Bref, de l’image d’Epinal qui marche bien dans les passages cloutés de notre belle époque casual. Idéologiquement, on voit bien la manière dont tout ceci sert la soupe à la gonzesse de pays occidental aisé, en lui assurant sur un ton égal de berceuse qu’elle a bien raison de mener son existence déréalisée, dans le même imaginaire rose bonbon que ses coreligionnaires du grand rien qui fait de mal à personne. Pour faire bon poids, on aura soin d’agiter un croque-mitaine tellement caricatural qu’on se croirait revenu dans la Belgique post-Dutroux, celle des marches blanches et de la communion simplificatrice de sens : attention au vilain monsieur bizarre, brûlons-le d’emblée fut-ce en effigie pour nous rassurer à peu de frais, soyons totalement tournées vers la surprotection tous azimuts de nos gosses et dédouanons-nous des effets délétères de telles pratiques éducatives. Ne me sortez pas de mon néant confortable, je préfère vivre dans la terreur exagérée de me faire NatashaKampuscher par un inconnu, ça m’évite de regarder en face l’abjection inhérente à tout être humain. Ce filigrane vient certes surtout du bouquin de base, mais c’est rageant de voir le gars qui a fait King Kong s’abaisser à montrer une femme de tête, qui naguère lisait Camus, se ravaler joyeusement au rang de stricte pondeuse dès qu’elle a des mômes (un plan ou livres de cuisine et méthodes d’élevage de marmaille ont remplacé les auteurs à gros neurones).
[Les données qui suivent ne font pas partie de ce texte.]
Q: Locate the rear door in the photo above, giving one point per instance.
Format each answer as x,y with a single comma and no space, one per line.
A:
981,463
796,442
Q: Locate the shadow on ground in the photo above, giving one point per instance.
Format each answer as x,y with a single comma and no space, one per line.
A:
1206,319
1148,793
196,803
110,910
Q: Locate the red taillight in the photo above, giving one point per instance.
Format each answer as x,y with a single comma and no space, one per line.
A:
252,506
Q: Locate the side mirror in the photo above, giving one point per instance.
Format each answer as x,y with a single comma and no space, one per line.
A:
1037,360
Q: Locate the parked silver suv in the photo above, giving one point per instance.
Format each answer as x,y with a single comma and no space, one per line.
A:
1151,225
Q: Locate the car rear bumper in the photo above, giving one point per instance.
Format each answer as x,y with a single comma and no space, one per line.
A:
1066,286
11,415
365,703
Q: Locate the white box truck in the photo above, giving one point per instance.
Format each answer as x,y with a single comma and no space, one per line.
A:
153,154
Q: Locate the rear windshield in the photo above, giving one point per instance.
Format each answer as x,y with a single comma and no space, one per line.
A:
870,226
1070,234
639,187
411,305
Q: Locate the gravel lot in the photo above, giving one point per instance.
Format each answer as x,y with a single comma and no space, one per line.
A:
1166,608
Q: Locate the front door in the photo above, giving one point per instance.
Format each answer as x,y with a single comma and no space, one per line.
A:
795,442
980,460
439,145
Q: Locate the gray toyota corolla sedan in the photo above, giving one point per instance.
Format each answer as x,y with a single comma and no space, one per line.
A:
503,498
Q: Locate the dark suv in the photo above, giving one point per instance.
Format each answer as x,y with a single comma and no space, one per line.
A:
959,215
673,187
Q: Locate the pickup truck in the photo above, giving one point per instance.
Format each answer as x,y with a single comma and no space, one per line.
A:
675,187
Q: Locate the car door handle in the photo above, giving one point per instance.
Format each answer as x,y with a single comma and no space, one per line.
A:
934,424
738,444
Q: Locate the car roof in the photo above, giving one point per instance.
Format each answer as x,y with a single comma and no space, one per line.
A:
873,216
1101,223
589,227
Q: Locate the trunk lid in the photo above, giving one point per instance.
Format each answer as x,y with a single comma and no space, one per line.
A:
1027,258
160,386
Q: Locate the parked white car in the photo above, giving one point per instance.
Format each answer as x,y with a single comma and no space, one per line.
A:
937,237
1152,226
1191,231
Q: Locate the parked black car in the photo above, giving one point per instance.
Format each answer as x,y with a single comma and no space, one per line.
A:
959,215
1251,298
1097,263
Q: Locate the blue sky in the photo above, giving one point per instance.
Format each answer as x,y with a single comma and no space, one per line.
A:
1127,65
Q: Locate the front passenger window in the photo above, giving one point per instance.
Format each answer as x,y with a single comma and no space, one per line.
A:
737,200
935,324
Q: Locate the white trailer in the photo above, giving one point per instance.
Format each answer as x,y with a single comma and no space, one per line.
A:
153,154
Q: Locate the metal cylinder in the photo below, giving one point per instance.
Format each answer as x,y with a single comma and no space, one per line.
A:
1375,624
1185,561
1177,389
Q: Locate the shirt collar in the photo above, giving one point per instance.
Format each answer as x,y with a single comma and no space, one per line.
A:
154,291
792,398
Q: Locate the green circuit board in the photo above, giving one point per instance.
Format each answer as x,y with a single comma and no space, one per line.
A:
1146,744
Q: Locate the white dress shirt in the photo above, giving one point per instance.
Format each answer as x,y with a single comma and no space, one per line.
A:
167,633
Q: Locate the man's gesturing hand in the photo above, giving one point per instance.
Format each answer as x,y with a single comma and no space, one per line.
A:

Dernière chose, qui achève de rembrunir : dans cette optique d’être gentiment bercé par les bras oublieux de la société du lustprinzip, on accepte toutes sortes de pratiques de gredins, notamment, ici, commerciales. Ainsi, si le bluray est gargantuesque au niveau éditorial (avec des modules parfois carrément hypertrophiés en regard de leur objet), pour le DVD, nada, zobi, pas la queue d’un bonus. Z’avez qu’à être des bons citoyens et acheter des équipements HD. Sinon on envoie des pédophiles dans votre quartier. Bouh !
On passera miséricordieusement sur ce film très anodin, transitoire et prônant le renoncement mou. Une maigre poignée de bonnes idées et d’images sympathiques ne vaut pas la peine de risquer d’en vouloir à un cinéaste dont c’est le premier faux pas. Heavenly Creatures se trouve un peu partout à grave pas cher, je dis ça, je dis rien.